The Reserve Bank of India (RBI) has questioned multiple revisions of GDP data, saying that it may be “confusing for data users” to decide on the true state and the growth momentum of the economy. The analysis of data revisions by RBI shows a “general bias” towards “upward revisions” in growth as compared to the advance estimates that tend to be understated.
While GDP revisions are not uniquely done in India, the RBI said that the advance estimates released by the Central Statistics Office (CSO) usually tend to “understate” the growth of the Indian economy. The dilemma regarding the reliability of data is usually the greatest around the release of advance estimates. The advance data is “generally understood to be tentative and liable to change with the arrival of subsequent firmer datasets”, the central bank said.
“We also observe a ‘bias’ in revisions at the turning points of the growth cycle possibly due to the methodology used by the CSO as the sector-wise estimates are obtained using benchmark indicator approach by linear extrapolation,” the RBI said.
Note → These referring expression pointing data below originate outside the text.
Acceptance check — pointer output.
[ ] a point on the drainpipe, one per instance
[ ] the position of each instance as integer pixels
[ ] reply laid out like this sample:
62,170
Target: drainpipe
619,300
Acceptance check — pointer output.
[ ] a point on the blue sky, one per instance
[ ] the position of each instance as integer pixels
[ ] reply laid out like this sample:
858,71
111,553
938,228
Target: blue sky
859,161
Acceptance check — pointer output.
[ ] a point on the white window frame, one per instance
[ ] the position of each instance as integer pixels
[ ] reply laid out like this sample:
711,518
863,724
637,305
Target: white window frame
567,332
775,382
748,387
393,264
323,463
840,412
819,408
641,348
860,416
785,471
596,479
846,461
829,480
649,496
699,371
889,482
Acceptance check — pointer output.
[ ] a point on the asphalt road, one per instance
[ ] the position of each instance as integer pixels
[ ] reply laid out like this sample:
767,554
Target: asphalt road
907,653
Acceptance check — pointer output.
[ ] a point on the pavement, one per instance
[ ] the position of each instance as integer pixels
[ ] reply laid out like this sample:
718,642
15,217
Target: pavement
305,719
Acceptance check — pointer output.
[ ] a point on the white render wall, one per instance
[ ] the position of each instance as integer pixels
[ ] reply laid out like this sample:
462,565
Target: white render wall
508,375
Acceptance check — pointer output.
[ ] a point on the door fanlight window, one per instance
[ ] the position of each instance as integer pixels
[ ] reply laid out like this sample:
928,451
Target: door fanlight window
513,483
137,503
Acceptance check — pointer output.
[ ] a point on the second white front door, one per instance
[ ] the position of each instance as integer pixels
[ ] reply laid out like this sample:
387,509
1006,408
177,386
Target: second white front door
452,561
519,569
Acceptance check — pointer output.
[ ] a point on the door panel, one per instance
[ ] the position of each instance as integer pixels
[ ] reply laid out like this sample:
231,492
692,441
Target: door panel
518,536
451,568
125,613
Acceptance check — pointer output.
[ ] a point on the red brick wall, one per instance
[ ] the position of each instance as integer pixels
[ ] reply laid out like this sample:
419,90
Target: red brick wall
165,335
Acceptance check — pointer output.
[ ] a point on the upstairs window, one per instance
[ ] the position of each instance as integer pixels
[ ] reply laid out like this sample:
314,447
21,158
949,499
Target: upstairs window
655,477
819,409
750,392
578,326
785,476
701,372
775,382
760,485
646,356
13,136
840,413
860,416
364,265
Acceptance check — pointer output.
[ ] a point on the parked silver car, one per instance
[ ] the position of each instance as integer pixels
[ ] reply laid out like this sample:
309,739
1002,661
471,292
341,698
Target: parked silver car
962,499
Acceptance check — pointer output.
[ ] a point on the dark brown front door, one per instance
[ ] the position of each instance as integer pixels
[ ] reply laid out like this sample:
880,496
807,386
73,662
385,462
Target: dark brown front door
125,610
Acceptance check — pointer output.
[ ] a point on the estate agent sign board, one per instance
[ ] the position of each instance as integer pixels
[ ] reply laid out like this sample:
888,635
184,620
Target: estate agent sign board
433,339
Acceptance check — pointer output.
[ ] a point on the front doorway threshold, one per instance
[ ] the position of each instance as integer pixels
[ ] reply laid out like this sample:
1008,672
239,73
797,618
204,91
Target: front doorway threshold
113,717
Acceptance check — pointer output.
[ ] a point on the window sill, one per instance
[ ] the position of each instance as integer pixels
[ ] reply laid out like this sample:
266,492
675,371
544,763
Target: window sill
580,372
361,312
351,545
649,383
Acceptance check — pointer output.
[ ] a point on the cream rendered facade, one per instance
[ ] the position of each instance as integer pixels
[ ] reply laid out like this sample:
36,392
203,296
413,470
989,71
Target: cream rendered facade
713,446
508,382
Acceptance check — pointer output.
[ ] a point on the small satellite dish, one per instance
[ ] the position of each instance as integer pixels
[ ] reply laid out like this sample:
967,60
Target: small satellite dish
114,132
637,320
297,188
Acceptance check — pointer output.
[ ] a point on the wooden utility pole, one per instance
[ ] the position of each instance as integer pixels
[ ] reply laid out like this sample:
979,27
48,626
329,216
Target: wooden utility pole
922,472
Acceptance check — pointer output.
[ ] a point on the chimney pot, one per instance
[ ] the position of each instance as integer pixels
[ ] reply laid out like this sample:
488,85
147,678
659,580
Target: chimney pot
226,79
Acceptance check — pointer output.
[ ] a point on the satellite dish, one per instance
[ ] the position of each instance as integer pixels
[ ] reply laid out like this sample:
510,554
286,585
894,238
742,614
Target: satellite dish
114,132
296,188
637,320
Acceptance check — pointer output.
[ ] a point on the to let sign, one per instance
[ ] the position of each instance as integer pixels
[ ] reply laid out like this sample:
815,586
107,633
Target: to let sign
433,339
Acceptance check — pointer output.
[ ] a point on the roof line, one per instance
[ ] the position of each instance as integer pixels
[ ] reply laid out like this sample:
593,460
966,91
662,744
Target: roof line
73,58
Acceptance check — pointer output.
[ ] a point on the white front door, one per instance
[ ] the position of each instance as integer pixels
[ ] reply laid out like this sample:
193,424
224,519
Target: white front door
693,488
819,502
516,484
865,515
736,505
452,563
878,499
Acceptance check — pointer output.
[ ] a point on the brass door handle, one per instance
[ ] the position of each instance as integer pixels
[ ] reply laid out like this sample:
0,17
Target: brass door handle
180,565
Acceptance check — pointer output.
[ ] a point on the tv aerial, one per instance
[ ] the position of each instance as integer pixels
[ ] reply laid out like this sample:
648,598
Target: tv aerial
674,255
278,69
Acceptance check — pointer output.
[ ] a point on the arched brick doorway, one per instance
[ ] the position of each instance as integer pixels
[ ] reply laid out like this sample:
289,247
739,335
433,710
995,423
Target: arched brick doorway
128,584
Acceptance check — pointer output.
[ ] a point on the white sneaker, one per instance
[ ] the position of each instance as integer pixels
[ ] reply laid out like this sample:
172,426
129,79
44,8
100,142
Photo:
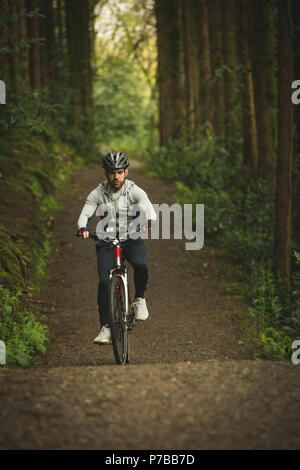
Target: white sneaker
140,309
104,336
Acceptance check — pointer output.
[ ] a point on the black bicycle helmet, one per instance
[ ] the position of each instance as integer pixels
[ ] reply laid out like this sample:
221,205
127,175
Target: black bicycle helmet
115,160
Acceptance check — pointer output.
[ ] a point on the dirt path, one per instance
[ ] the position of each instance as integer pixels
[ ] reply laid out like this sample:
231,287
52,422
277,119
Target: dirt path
189,385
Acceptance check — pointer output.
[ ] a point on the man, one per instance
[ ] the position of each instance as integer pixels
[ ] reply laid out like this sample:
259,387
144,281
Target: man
117,195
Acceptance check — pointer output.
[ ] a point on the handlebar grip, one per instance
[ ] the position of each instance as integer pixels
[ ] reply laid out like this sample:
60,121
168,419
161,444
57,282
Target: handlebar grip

It suggested the CSO to use high-frequency economic indicators such as commercial vehicles and international air passenger traffic.
The CSO is the nodal agency for releasing data related to national income, consumption expenditure, savings and capital formation since 1956. The RBI analysis observed that the CSO revised real GVA growth estimates upwards in ten years, and downwards in the remaining four years. “Average upward revision was of the order of 70 basis points, while it was only 27 basis points in the case of downward revisions,” the RBI said.
The CSO has revised the GDP growth for the FY14 to 6.1% from preliminary 6.4%; FY15 to 7.2% from 7.5%; FY16 to 8.2% from 8%. It kept the GDP growth rate for FY17 unchanged at 7.1%.